Our research aims to understand the mechanisms of paternal and maternal chromosome communication by investigating parental chromosome organization and how it contributes to gene function.
i) How are the different layers of organization formed and maintained during transcriptional switches and development, ii) what are the major factors and dynamics facilitating these changes, and iii) how can we apply these tools to understand other concepts of genome organization in healthy and disease states.
Structure & Function
What is the contribution of chromosome structure i) at the gene regulatory level, and ii) within tissue-specific contexts?
Mechanism & Dynamics
i) What are the major driving factors of pairing events?
ii) What are the step-by-step events leading to trans-homolog contacts?
Can we apply these tools to understand i) other pairing events and ii) large chromosomal abnormalities?
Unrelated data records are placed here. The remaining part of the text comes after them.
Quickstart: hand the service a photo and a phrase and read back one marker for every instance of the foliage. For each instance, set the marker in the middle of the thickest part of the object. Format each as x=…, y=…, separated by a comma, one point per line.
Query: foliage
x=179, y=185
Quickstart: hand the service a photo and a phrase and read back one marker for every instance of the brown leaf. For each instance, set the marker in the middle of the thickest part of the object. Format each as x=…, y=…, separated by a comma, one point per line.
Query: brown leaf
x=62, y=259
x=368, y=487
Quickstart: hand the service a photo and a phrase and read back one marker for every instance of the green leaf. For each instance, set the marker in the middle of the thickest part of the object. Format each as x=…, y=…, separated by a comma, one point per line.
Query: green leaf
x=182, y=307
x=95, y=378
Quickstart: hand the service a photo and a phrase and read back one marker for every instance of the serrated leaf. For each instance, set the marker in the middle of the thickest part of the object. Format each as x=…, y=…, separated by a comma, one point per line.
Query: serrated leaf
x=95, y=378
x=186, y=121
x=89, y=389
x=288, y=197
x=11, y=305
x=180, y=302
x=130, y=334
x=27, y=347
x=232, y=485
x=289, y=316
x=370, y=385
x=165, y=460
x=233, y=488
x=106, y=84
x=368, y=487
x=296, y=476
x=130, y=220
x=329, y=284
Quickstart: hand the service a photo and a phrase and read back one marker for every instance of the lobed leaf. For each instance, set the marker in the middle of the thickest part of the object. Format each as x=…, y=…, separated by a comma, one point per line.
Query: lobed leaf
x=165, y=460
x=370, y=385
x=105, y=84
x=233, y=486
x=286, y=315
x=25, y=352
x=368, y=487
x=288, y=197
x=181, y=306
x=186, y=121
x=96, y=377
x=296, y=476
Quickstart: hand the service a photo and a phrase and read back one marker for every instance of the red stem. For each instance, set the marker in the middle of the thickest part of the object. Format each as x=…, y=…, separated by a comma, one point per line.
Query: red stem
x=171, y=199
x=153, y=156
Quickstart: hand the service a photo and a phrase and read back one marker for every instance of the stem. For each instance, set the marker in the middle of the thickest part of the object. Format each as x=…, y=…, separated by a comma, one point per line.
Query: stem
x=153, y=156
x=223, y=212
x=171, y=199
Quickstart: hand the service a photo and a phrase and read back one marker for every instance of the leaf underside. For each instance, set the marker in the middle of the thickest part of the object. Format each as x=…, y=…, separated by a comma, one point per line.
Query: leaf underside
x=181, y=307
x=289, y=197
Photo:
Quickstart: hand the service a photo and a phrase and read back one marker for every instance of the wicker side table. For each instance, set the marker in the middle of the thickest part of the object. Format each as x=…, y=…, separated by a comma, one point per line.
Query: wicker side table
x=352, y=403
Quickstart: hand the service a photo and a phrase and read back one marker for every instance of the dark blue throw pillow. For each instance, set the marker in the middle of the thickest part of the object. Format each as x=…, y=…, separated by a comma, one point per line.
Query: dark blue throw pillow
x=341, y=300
Project 1: Structure & Function
De novo recruitment of Polycomb proteins and epigenetic switches during embryogenesis
Early embryogenesis in Drosophila is marked by major epigenetic changes and genome reorganization. Previously, using the Drosophila genetic system AlHaj Abed et al, 2018, revealed de novo Polycomb Group protein (PcG) recruitment by a time-course ChIP assay as (PcG) protein repression takes over from local transcription factors during development. The study reveals that PcG-mediated repression proceeds through a sampling phase (i) followed by a more stable localization of DNA-binding complex PhoRC and PRC2 (ii) and finally a stable binding of PRC2, deposition of H3K27me3 repressive mark and PRC1 (iii).
We are interested in examining the role of cis and trans regulatory architecture of genes and understanding these epigenetic switches in other context during development.